Rooting Out Routes


Rather than simply flying straight from point A to point B, commercial airline flights fly along preset routes. Pilots often liken these routes to “highways in the sky.” However, unlike highways on the ground, exact maps of these routes are hard to come by. While some countries make their charts available for free, not all do. Even maps that are available aren’t necessarily in a GIS-friendly, machine-readable format.

Also, unlike highways, these routes are flexible. They are constantly shifting as air traffic controllers adjust to day-to-day differences in traffic and weather. The set routes also change as air traffic grows and new airports open up. This makes finding a complete map of these routes impossible to gain access to. 

While data on the routes is difficult to obtain, data on the planes flying them is not. We set out to work backwards, taking the raw data of planes on the route and deducing what routes those planes are following. 

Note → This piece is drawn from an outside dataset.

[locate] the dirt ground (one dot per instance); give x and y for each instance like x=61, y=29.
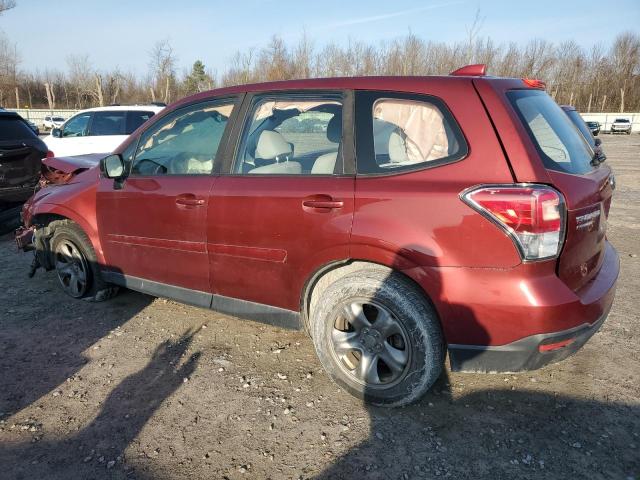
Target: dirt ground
x=146, y=388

The data we worked with is called Automatic Dependent Surveillance – Broadcast, or ADS-B. This data consists of point-in-time locations reported by planes, along with accompanying metadata such as groundspeed and altitude. Any commercially registered aircraft, from two-seater Cessnas to helicopters to transatlantic airliners, is included in this data. This data is picked up by commercially available receivers around the world. Coverage is widespread, but gaps exist, particularly over oceans and in developing countries. Our project used a week of ADS-B data totalling 184 million unique points.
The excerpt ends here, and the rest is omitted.